All that’s left to do is pick the Easter egg you’d like to fill with cheesecake. We’ve seen some crackers out there this year, from Ferrero Rocher to Cadbury, Lindt to Oreo, the choice is yours.

Just remember that you are going to have to split it in two and use it as an edible bowl for this recipe.

Without further ado, let’s learn how to make Easter egg cheesecake!

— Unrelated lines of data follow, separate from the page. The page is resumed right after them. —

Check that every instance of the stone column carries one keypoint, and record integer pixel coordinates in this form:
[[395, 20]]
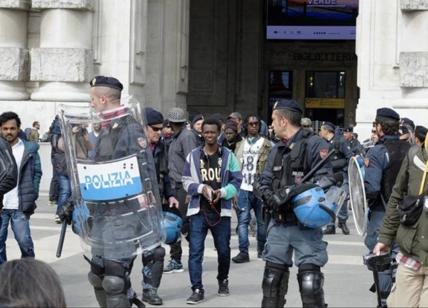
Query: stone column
[[413, 60], [13, 52], [64, 62]]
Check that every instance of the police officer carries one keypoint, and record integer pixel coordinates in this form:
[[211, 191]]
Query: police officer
[[354, 144], [153, 260], [121, 136], [290, 159], [382, 164], [339, 162]]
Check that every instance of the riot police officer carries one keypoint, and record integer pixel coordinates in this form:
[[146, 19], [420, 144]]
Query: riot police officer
[[290, 159], [382, 164], [116, 197], [339, 163], [354, 144]]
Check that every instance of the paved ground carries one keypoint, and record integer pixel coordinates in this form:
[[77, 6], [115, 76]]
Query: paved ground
[[346, 280]]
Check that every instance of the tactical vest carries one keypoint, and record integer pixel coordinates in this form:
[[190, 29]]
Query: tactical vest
[[108, 139], [290, 163], [397, 150], [289, 167], [338, 159]]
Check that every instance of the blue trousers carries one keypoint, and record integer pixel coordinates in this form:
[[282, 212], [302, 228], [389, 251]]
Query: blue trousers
[[21, 230], [247, 201], [373, 227], [199, 226]]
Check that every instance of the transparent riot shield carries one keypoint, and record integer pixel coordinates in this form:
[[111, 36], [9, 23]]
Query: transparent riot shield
[[117, 209], [357, 196]]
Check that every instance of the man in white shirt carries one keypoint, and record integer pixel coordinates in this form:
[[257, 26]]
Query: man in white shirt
[[19, 203], [252, 153]]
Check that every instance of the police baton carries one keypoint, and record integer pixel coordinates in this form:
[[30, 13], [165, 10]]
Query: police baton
[[61, 239], [311, 173]]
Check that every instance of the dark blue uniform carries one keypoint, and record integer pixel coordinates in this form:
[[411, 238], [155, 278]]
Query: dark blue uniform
[[356, 147], [286, 165], [340, 162]]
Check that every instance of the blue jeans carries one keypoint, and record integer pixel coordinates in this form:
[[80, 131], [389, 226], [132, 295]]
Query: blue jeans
[[199, 226], [373, 227], [21, 229], [64, 191], [247, 201]]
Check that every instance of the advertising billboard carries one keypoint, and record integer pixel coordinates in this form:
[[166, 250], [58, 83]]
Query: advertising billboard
[[311, 19]]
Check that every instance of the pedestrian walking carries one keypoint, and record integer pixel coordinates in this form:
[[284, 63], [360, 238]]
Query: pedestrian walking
[[252, 153], [19, 203], [339, 161], [212, 178], [406, 223], [153, 259], [382, 164], [183, 142]]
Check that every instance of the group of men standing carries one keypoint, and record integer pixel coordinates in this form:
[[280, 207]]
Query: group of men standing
[[202, 174]]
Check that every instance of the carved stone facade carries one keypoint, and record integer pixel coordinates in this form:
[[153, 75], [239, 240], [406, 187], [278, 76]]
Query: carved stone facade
[[13, 64], [76, 64], [145, 43], [392, 54], [50, 50]]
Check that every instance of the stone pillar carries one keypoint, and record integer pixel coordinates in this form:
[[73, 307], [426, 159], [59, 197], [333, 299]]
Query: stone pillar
[[13, 52], [64, 62]]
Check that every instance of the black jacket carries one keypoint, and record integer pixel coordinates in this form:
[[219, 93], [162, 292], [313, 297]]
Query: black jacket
[[8, 169]]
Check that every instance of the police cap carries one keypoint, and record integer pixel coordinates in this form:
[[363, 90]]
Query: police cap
[[387, 113], [289, 104], [109, 82], [421, 132], [153, 116], [329, 126], [407, 122]]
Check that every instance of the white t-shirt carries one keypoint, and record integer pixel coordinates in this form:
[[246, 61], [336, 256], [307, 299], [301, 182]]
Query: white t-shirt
[[250, 158], [11, 199]]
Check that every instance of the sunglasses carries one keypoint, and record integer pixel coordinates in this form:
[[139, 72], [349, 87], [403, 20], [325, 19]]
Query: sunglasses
[[156, 129]]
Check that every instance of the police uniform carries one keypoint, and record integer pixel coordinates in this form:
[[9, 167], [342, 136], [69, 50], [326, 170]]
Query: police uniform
[[354, 144], [120, 137], [382, 164], [288, 162], [339, 162]]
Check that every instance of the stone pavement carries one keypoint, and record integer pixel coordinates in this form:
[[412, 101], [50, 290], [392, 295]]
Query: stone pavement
[[346, 280]]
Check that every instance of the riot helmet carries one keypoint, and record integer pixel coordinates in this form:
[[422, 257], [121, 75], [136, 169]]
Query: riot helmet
[[312, 208], [171, 227]]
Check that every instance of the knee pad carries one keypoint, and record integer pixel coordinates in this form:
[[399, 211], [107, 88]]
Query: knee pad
[[95, 280], [114, 285], [275, 280], [159, 253], [116, 270], [311, 282], [155, 255]]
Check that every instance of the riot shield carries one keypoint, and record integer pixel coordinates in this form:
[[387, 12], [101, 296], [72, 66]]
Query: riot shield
[[117, 208], [357, 196], [336, 195]]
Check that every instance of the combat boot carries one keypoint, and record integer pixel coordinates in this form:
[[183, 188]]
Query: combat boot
[[330, 229], [241, 257], [151, 296], [344, 227]]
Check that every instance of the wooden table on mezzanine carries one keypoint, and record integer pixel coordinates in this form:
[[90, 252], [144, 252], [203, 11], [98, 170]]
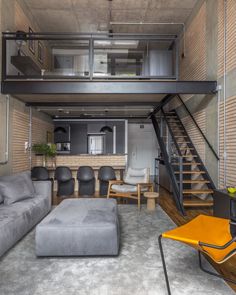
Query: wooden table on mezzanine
[[120, 168]]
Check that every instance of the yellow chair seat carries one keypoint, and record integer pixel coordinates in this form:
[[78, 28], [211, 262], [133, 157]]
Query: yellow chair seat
[[205, 229]]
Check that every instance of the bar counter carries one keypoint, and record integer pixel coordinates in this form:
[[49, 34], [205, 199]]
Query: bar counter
[[117, 161]]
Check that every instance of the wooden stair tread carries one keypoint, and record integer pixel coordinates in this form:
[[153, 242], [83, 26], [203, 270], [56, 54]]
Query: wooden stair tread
[[191, 172], [187, 164], [181, 142], [195, 181], [198, 191], [198, 203]]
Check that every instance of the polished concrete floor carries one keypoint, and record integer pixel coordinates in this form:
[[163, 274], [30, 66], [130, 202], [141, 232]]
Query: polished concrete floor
[[137, 269]]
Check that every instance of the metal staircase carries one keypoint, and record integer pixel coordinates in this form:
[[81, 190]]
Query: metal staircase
[[191, 182]]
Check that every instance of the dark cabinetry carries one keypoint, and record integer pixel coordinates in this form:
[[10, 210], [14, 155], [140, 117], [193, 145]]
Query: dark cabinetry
[[78, 139], [62, 136]]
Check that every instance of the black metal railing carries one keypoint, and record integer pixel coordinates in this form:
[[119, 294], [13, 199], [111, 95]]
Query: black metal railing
[[171, 155], [28, 55], [198, 128]]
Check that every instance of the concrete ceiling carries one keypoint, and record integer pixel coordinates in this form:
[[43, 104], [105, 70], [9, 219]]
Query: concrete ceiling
[[95, 15], [96, 105]]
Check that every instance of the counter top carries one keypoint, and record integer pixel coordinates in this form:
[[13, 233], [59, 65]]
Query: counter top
[[116, 167], [89, 155]]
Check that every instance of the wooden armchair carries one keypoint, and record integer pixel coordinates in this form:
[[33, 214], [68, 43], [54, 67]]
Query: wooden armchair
[[135, 183]]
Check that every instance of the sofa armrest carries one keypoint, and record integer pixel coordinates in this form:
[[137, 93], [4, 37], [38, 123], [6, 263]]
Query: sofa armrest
[[44, 188]]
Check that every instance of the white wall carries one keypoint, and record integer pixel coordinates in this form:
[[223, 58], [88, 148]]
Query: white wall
[[142, 146]]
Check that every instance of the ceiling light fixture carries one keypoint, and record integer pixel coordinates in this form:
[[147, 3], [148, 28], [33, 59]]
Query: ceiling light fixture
[[106, 128], [59, 130]]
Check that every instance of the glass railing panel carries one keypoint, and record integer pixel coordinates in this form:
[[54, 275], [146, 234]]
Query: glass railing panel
[[47, 59], [83, 56]]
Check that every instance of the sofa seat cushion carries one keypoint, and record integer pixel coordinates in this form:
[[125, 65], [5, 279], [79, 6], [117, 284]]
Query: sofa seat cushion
[[16, 187], [79, 227], [16, 219]]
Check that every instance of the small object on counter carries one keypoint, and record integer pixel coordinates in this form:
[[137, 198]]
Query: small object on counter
[[231, 190]]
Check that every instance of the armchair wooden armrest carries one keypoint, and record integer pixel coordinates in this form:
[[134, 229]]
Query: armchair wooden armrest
[[145, 184], [111, 182], [115, 182]]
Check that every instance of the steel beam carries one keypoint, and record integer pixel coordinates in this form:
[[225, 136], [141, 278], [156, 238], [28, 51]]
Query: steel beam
[[108, 87], [164, 101], [92, 104]]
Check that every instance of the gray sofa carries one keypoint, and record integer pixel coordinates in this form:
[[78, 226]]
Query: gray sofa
[[23, 204]]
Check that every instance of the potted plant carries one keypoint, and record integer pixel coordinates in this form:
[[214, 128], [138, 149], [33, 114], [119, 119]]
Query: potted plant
[[45, 150]]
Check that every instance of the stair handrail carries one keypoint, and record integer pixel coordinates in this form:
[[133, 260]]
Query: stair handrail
[[180, 156], [169, 168], [171, 133], [200, 130]]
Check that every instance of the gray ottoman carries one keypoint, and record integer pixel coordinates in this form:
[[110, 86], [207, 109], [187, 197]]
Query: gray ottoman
[[79, 227]]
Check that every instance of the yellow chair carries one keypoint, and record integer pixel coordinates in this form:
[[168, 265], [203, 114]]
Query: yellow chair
[[207, 234]]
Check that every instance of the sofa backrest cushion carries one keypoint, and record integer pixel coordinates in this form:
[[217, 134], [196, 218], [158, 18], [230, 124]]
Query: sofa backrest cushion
[[16, 187]]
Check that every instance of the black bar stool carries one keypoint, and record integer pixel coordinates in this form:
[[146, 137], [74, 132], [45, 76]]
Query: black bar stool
[[65, 181], [86, 181], [105, 174]]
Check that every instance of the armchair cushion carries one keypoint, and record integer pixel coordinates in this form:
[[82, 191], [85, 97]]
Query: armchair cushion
[[135, 176], [127, 188]]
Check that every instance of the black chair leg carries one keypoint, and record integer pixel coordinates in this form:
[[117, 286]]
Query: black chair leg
[[212, 273], [164, 264]]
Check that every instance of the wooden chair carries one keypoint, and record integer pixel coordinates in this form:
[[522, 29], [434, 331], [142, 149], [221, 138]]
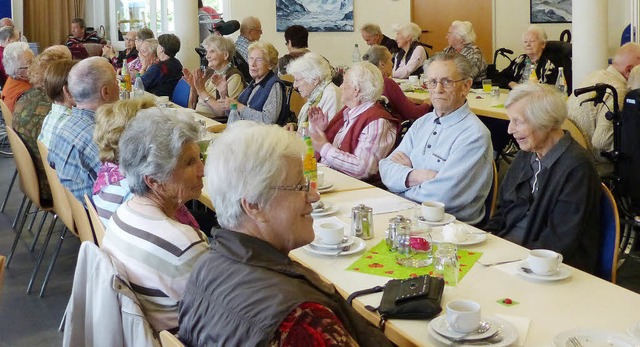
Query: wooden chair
[[96, 222], [610, 226], [169, 340]]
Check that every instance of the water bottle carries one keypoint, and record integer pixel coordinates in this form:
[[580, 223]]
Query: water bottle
[[355, 56], [138, 87]]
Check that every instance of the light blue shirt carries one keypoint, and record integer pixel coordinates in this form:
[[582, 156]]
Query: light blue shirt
[[457, 146]]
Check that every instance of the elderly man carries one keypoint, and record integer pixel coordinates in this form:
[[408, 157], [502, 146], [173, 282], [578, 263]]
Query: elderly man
[[591, 119], [246, 291], [250, 31], [73, 153], [372, 34], [446, 155]]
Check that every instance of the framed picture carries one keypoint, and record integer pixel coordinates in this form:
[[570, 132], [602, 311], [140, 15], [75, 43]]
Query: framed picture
[[315, 15], [551, 11]]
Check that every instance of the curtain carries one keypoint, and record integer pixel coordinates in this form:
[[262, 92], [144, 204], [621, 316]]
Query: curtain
[[48, 22]]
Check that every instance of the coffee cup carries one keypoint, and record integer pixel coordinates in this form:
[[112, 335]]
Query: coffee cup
[[463, 316], [330, 233], [544, 262], [432, 211]]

How to make the best Easter egg cheesecake:

For the biscuit base:
50g Digestive biscuits
25g butter, melted

For the cheesecake filling:
235g cream cheese (full-fat Philadelphia is recommended but lighter alternatives work too)
40g icing sugar
1 tsp vanilla extract
95ml double cream

For the raspberry gin filling:
200g raspberries
50ml gin (Manchester Gin Raspberry Infused is our first choice here)
2tbsp icing sugar

Step one:

Carefully separate the Easter egg in half along the seam. (Use a knife dipped into a bowl of hot water to cut through the seam rather than slicing, as it may break the chocolate.)

Step two:

Tip the digestive biscuits into a bowl or food bag and bash them into crumbs with the end of a rolling pin. Stir in the melted butter until the mixture resembles damp sand. Spoon this into the Easter egg halves and pack down gently using the back of the spoon. Chill until needed.

Step three:

Mix the soft cheese, icing sugar and vanilla together in a medium bowl with a wooden spoon until smooth. In a separate bowl, beat the double cream to soft peaks using an electric whisk. Gently fold the whipped cream into the cream cheese mixture, then carefully spoon the cheesecake filling over the chilled biscuit bases in the Easter eggs.

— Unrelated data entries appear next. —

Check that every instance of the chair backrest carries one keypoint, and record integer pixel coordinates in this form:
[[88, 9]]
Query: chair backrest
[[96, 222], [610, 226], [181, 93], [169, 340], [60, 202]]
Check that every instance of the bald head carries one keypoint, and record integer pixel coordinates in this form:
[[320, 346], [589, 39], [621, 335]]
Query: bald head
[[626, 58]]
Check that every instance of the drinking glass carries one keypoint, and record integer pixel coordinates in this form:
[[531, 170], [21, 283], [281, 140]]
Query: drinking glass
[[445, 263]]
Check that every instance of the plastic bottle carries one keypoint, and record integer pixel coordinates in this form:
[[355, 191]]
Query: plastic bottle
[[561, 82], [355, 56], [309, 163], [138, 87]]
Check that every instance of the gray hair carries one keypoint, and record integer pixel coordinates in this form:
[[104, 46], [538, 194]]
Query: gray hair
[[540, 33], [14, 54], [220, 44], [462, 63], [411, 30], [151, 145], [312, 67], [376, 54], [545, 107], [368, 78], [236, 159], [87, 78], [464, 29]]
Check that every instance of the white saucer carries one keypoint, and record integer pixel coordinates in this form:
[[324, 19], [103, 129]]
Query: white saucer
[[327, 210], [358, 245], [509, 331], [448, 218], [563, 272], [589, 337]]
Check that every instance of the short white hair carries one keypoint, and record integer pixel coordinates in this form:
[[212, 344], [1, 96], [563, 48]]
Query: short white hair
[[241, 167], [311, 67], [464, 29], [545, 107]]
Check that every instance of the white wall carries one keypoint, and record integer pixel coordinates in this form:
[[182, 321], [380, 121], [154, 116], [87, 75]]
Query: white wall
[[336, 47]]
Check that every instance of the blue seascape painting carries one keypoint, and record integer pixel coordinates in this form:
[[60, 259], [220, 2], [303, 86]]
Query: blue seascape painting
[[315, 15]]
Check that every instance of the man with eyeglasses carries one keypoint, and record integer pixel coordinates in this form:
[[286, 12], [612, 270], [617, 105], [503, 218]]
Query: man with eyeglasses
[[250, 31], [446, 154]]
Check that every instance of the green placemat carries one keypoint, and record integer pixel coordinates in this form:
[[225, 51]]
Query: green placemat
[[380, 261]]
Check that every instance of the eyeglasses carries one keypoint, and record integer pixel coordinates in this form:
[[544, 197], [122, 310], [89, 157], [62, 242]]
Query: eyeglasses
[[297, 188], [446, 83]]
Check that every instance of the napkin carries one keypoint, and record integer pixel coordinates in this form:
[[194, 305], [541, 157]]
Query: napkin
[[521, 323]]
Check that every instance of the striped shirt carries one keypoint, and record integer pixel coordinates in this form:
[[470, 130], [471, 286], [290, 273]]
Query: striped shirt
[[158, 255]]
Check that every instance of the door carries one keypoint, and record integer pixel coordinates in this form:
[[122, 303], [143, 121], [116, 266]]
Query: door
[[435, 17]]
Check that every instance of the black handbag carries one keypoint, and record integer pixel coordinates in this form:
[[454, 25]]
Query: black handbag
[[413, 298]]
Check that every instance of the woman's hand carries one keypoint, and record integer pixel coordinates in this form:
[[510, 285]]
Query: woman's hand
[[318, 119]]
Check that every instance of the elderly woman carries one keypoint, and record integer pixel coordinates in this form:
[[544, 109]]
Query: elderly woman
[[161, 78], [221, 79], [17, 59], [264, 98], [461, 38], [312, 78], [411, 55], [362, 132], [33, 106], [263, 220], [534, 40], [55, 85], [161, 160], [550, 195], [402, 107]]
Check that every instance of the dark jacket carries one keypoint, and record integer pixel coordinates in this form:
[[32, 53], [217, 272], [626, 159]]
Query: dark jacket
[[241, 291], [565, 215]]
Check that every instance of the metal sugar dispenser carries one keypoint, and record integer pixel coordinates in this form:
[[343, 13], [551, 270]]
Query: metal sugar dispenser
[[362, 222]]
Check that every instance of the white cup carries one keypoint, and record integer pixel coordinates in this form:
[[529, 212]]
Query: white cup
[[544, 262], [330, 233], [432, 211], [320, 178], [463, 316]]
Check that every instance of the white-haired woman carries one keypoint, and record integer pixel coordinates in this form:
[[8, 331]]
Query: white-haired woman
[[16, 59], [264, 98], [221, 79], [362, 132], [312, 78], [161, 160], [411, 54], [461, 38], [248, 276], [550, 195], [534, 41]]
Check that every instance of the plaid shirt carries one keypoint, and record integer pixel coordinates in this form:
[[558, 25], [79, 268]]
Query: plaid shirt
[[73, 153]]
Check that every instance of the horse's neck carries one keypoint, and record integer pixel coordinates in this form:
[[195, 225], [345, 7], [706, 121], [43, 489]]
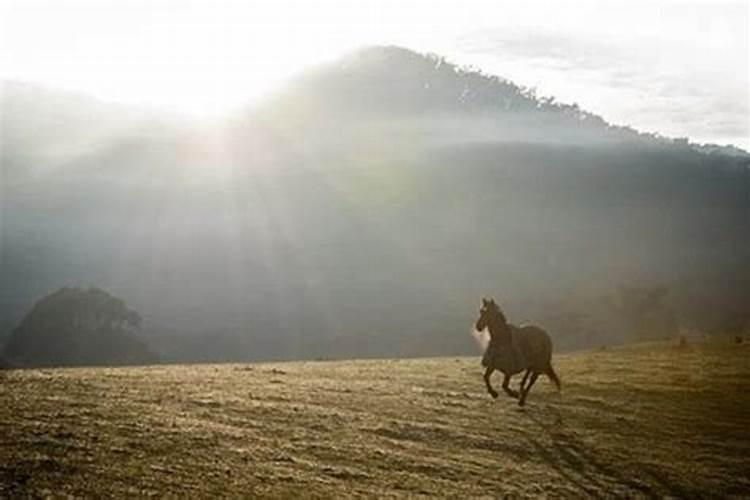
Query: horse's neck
[[500, 332]]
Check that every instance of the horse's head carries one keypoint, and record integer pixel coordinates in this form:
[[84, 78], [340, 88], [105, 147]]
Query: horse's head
[[487, 314]]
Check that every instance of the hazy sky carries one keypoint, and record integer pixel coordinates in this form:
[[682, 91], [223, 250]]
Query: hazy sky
[[678, 68]]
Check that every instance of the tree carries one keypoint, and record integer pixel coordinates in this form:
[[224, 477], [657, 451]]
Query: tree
[[74, 326]]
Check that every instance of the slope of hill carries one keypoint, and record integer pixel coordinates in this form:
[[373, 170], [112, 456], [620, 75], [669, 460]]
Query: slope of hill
[[373, 199], [648, 420]]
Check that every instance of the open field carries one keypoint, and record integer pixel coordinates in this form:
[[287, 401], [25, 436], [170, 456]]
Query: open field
[[647, 420]]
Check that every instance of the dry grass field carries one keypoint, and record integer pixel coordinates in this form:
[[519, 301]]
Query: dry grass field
[[647, 420]]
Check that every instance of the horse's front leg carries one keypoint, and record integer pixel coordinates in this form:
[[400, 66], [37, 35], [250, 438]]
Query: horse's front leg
[[525, 378], [510, 392], [487, 374], [525, 393]]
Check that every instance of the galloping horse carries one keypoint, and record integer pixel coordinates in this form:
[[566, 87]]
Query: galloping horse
[[513, 349]]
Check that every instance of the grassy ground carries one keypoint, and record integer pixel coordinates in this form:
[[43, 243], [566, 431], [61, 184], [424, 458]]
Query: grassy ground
[[647, 420]]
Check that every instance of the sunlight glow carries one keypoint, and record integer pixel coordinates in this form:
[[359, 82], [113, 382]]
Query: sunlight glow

Gently level the surfaces with a palette knife or spatula, then chill for at least 2 hrs or overnight until firm and set. You may be left with extra cheesecake filling, depending on the size of your Easter eggs – we like spooning this into glasses over extra digestive crumbs for another treat.

Step four:

Scatter the set of cheesecake-filled eggs with mini chocolate eggs or other Easter treats, then drizzle with extra raspberry gin sauce and/or caramel or melted chocolate to serve.

Enjoy this fabulous cheesecake-filled Easter egg!